The opposite of shaming isn't praise or compliments; it's encouragement. Some parents try to avoid or compensate for shaming behavior through praise and compliments. These differ from encouragement in a subtle but crucial way. Praise and compliments usually concern past behavior. Encouragement is more likely to evoke positive action in the present and future.

Examples of Encouragement

You can be:

  • Kind
  • Considerate
  • Diligent
  • Cooperative
  • Helpful
  • Smart
  • Resourceful
  • Truthful
  • Creative.

Encouragement tends to succeed at modifying behavior because it's focused on what you want—better behavior. Most importantly, it suggests a reserve of positive character traits for children to exercise. Encouraging tends to evoke cooperation almost as consistently as shaming evokes resistance.

Consider your own reaction when someone cites your positive traits or actions versus criticism or recitation of your negative traits or behavior. Which is more likely to make you cooperative or focused on success?
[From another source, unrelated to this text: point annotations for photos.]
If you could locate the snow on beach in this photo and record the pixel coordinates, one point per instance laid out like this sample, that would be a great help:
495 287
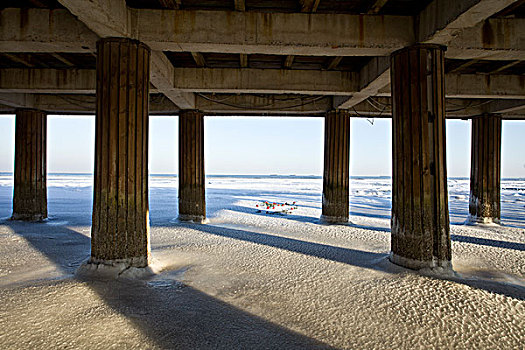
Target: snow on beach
256 280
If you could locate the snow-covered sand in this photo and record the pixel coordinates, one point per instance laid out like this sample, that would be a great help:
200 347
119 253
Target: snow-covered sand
251 280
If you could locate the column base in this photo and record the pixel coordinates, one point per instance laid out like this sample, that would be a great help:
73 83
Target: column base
197 219
418 264
333 219
110 269
29 217
473 219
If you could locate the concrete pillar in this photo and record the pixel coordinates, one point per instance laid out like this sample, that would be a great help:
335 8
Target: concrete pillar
485 170
30 191
420 221
336 167
120 230
192 201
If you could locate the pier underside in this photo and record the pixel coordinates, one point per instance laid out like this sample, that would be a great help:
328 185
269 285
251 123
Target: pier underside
417 62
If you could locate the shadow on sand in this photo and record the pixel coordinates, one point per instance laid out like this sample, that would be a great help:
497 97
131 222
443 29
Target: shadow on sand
170 313
174 315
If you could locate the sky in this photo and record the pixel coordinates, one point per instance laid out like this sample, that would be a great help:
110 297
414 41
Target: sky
261 145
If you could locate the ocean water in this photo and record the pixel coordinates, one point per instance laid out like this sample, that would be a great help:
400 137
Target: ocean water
369 196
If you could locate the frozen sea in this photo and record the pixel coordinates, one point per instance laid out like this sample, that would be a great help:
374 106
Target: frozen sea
251 280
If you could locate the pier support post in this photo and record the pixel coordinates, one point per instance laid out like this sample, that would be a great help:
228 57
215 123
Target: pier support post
420 221
30 190
120 230
485 170
192 201
336 176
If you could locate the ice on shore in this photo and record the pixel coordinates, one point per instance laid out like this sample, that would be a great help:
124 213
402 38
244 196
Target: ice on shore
249 280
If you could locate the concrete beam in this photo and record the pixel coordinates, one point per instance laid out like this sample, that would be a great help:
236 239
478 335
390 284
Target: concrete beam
372 77
17 100
380 107
235 104
239 5
438 23
182 82
104 17
479 86
441 20
263 104
493 39
485 86
162 77
273 33
113 18
278 81
51 81
309 5
41 30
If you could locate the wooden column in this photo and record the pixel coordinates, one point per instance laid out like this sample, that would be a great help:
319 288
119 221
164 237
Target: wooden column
192 201
30 191
485 170
120 231
420 221
336 167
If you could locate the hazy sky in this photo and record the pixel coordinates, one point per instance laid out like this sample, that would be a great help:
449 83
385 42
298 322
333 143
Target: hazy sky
260 145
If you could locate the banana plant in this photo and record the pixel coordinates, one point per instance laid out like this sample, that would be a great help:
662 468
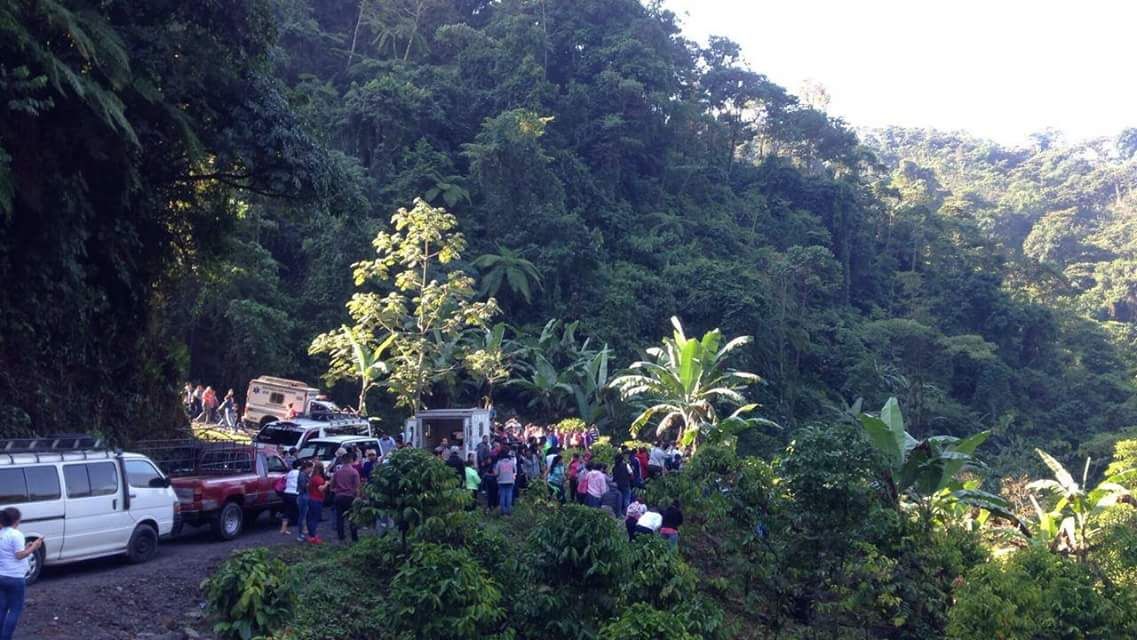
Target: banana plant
683 380
923 472
1070 522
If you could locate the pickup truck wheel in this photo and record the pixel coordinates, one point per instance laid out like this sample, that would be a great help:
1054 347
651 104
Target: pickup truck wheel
143 545
35 565
227 523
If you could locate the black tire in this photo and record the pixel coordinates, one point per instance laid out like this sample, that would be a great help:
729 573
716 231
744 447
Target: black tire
35 565
143 545
229 523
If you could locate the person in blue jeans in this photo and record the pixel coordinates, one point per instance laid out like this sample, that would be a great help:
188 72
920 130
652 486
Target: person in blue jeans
14 553
506 473
303 500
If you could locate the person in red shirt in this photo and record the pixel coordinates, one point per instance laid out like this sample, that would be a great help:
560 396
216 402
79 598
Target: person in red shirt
317 485
574 474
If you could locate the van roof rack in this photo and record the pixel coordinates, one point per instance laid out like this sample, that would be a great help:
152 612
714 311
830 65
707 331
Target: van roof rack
47 447
55 443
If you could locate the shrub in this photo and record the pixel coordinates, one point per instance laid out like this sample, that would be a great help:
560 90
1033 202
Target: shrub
442 592
1035 595
364 570
250 595
603 453
579 546
641 622
412 488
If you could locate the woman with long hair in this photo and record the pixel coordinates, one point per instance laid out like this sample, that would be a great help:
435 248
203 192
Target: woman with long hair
14 553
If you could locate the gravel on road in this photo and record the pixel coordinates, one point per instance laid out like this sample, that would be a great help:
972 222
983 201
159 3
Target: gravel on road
110 599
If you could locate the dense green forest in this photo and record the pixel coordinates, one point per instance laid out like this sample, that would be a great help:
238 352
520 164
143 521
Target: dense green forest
187 185
205 191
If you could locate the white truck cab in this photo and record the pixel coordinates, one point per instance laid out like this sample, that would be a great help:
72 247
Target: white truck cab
462 427
270 399
84 500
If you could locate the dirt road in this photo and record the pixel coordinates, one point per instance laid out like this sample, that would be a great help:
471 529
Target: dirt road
109 599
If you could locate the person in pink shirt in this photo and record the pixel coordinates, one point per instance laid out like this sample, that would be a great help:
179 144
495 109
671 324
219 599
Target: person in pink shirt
597 484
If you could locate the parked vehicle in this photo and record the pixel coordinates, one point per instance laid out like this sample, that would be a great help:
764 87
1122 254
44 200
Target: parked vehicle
462 427
285 434
85 500
270 399
221 484
324 448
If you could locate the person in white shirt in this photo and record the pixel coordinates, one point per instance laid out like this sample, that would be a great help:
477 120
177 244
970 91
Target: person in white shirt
14 553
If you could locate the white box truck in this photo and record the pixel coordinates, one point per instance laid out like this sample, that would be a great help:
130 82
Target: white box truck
462 427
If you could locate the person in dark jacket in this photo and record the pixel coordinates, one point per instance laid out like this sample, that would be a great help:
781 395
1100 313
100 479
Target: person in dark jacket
672 518
622 478
455 463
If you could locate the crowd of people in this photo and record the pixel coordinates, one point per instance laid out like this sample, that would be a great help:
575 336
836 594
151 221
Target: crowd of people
506 464
201 404
501 467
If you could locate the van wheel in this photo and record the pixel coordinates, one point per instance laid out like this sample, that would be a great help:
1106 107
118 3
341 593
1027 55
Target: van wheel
229 523
35 565
143 545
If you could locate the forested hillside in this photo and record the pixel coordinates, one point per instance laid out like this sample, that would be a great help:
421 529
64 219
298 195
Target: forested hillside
187 185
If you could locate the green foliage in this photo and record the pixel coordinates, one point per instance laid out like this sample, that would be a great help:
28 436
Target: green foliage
683 381
580 547
442 592
423 317
641 622
412 488
1036 596
251 595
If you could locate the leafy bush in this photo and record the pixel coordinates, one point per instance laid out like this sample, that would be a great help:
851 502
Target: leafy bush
442 592
579 546
411 489
641 622
604 453
464 530
324 574
1036 595
250 595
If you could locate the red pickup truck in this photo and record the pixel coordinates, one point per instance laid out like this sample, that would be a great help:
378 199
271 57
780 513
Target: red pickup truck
221 484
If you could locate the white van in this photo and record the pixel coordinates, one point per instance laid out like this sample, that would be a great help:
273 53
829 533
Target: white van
84 501
270 399
461 427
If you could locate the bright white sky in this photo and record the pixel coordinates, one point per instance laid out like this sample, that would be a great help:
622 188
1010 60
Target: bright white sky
997 68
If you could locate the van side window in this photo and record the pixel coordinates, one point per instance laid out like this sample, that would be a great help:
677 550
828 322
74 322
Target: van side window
139 473
104 479
13 487
42 483
77 483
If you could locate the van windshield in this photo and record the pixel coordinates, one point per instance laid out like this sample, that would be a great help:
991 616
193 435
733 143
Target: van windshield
279 435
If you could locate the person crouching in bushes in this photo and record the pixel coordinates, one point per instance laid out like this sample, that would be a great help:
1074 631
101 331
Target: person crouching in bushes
473 481
672 517
636 509
555 479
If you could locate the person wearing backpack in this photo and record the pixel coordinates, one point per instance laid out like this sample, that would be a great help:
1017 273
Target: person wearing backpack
287 488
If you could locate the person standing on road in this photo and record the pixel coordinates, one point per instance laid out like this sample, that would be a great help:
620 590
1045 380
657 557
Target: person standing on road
506 473
346 488
473 481
289 496
301 499
317 484
14 553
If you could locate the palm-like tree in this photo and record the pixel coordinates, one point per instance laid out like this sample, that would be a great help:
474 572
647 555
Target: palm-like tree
508 268
683 381
1070 522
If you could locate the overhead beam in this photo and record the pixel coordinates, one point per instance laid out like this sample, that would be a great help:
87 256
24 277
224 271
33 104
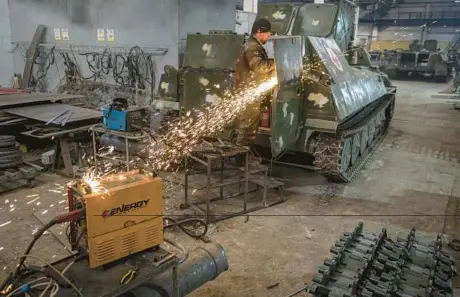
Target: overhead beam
414 22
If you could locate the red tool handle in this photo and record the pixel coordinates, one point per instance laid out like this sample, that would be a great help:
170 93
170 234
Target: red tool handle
70 216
Most parents are unaware that shaming has negative effects on their children due to the automatic coping habits that children display when shamed. They don't seem hurt; they seem bored, dismissive, angry, or resentful. If your children are blamers or deny responsibility or avoid situations that might involve failure, be especially careful to encourage rather than shame.

Many adults who were shamed as children spend their lives trying to compensate for perceived flaws. They have little or no sense of internal reward. They tend to get frustrated easily. Some simply give up trying to achieve or have decent relationships.

Encouragement gives children the confidence to behave well and builds a sense of internal pride in doing well. Point out how good your kids feel when they achieve and when they're compassionate and kind.

Starting Over

If you've modeled blame, denial, and avoidance or have shamed your children, even with good intentions, remediation is necessary. Hold a family meeting, admitting your mistakes, with the declaration:

Instead of blaming, denying, and avoiding, we’re going to try to improve, make up for mistakes, and care for one another. How do you feel about that?